The crisis (first followup)
I want to thank many people for their responses -- both by e-mail and in person -- to my January 20 post on the classical music crisis. Perhaps the most striking came from two highly placed people deep within the biz, who both thought things were worse than I'd said.
And very informative comments came from people who either corrected me, or added crisis points I hadn't thought of. I knew, of course, that I was only taking a preliminary measure of the crisis, subject to modification and elaboration later on.
So thanks to Lisa Hirsch, an acute critic and blogger, who told me I should add the decline of music education to my list of classical-music difficulties. I tend to avoid music education, because I'm tired of seeing the lack of it treated as the main cause of our difficulties, and its restoration treated as the cure. (Even if music education was restored immediately to its former glory, how long would it take to educate our future audience? How many of our institutions would have died by then?)
Still, the decline of music education is a dimension of the crisis, and I should have included it.
Lisa also corrected me about Nonesuch, which I'd said once was exclusively a classical music label. But even back in the '60s, as Lisa said, they had their Explorer Series of world music releases. I had some of them on LP then, and have some on CD; of course I should have remembered that.
But as Bob Hurwitz, the president of Nonesuch, pointed out (he also e-mailed after my post), the Explorer Series recorded the traditional music of various countries, while the current Nonesuch world music releases are of individual artists. These -- this is me speaking now, not Bob -- could just as well be considered a refined form of pop.
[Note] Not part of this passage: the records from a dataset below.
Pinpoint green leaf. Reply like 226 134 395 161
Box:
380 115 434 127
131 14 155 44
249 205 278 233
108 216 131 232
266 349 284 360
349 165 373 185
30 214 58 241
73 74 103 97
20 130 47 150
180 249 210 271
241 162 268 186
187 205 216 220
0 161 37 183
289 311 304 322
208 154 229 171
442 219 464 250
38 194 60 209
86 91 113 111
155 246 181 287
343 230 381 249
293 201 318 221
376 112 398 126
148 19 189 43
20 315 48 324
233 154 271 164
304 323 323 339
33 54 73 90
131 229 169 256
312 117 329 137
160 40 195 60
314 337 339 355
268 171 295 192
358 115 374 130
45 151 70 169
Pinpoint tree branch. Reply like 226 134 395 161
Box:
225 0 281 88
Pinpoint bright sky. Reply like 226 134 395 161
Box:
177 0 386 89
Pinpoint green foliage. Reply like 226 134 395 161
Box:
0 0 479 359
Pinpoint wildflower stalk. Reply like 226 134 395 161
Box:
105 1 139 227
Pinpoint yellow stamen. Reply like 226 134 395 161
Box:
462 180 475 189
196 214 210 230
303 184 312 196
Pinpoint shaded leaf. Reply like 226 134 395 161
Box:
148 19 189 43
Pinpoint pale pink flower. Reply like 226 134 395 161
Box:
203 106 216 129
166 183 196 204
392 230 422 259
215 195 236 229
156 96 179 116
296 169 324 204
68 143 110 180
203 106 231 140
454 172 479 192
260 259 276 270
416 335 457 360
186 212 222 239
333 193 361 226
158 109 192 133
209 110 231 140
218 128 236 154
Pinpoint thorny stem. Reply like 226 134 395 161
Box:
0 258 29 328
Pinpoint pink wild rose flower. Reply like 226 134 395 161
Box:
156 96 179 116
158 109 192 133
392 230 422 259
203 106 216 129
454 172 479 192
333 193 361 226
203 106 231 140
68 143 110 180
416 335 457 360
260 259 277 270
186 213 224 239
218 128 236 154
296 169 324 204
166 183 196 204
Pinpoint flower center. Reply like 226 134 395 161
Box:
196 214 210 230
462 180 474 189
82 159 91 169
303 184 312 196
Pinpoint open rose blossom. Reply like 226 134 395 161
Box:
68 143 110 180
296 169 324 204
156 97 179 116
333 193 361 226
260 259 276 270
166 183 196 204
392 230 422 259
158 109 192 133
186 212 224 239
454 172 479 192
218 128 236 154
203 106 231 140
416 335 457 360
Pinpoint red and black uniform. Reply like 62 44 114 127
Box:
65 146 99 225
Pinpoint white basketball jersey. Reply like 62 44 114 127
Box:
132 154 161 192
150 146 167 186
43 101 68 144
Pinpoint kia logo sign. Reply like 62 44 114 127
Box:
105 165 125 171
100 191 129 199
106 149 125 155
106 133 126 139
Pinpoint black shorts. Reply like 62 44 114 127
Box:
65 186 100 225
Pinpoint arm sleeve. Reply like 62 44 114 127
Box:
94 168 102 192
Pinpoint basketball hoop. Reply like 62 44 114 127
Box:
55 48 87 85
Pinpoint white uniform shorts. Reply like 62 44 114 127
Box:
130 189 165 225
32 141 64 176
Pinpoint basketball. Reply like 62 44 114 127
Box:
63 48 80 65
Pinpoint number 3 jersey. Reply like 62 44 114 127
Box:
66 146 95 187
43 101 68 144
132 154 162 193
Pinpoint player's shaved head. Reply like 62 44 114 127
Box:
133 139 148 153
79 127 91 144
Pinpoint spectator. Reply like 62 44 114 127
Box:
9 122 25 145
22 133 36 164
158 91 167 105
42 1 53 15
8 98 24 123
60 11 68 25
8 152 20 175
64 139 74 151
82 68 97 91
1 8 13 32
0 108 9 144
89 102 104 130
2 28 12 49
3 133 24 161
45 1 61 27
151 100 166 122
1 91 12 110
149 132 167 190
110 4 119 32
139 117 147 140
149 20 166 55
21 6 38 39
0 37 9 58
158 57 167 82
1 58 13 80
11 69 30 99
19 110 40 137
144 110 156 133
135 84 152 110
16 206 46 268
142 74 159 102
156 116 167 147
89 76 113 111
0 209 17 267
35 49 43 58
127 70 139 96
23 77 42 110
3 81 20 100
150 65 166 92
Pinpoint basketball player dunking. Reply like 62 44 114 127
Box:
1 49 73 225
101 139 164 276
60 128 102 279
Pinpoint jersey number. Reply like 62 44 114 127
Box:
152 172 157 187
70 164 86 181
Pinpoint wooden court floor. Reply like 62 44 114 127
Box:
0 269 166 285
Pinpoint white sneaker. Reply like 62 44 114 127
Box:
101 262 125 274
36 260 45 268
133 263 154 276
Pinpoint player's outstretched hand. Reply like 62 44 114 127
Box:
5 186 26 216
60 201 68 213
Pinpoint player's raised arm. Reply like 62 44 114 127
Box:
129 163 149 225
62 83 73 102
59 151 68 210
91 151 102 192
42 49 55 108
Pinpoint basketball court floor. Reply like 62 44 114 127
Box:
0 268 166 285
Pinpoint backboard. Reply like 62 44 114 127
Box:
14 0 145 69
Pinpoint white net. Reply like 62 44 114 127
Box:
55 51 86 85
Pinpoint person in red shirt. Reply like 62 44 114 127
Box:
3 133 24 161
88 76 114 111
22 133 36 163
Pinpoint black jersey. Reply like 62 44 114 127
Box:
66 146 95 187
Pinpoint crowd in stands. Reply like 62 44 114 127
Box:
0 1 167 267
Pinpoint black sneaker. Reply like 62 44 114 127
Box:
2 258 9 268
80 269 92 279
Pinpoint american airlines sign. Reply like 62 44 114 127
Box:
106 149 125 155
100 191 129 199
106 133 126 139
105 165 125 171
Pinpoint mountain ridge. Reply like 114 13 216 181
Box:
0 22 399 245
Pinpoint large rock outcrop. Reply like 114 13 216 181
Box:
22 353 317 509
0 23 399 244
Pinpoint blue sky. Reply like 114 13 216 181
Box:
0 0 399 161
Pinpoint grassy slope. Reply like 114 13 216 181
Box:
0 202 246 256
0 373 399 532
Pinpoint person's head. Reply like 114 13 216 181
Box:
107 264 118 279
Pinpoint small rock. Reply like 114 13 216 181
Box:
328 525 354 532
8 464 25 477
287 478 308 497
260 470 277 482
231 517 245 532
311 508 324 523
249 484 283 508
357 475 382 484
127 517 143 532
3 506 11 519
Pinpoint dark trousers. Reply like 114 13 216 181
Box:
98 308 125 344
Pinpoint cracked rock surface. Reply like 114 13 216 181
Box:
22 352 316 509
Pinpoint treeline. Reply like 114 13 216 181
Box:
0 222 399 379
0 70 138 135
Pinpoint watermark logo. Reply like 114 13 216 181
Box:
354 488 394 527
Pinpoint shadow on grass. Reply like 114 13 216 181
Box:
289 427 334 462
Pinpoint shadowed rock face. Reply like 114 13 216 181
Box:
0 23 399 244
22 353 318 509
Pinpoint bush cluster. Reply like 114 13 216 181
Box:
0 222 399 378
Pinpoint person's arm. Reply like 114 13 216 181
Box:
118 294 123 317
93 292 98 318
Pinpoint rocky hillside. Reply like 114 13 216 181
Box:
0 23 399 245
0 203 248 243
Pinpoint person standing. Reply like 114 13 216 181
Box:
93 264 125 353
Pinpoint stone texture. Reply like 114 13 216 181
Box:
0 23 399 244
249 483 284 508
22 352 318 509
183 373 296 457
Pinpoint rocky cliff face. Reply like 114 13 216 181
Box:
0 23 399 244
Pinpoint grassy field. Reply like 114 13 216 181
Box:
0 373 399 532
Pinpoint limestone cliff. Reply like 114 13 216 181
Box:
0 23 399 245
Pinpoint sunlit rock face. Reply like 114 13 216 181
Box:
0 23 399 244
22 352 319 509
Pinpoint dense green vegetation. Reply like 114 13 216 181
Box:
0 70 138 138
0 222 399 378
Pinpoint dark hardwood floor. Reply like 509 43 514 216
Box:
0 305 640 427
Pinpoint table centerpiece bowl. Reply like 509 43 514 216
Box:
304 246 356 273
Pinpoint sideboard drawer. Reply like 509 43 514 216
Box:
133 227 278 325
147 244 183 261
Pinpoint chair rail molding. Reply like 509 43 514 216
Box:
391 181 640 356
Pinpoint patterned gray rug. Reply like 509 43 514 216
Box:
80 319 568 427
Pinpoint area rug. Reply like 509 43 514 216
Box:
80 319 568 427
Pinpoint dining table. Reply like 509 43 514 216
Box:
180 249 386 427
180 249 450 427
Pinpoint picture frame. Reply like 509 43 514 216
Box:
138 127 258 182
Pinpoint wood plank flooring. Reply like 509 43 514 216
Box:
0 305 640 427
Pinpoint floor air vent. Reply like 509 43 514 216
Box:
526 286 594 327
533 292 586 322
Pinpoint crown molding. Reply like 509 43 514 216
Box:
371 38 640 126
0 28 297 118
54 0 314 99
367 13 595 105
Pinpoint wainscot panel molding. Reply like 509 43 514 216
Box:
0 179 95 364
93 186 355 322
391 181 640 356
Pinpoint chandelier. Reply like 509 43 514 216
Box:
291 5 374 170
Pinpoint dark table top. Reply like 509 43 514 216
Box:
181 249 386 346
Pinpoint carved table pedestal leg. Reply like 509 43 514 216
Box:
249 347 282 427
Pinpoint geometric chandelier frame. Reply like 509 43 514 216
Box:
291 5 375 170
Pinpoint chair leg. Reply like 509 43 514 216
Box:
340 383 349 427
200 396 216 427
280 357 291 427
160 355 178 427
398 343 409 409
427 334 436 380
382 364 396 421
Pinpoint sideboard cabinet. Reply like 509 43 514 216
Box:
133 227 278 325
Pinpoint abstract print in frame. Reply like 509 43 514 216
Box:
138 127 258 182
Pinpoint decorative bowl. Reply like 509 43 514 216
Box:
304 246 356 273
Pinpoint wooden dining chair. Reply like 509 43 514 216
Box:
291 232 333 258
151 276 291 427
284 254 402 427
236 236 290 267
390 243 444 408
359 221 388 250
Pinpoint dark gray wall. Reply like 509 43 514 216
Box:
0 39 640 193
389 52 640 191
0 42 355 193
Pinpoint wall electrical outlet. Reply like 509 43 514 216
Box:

Bob also said that the proportion of classical and non-classical Nonesuch recordings hasn't changed since 1986. But there, too, there's been a change. The current classical releases are almost all new music, which wasn't true in 1986. So if we take current Nonesuch releases as a measure of what art music is now, it's Emmylou Harris and Steve Reich, with standard classical masterworks strikingly absent.
And then there's another crisis point, which I learned about this week in conversation with an artists' manager. She says there are fewer bookings than there used to be. So A-list soloists take some B-list gigs, making work for B-list people harder to find. The business in every way has gotten more difficult, this manager thinks, and even her stars might have to work hard to keep their heads above water.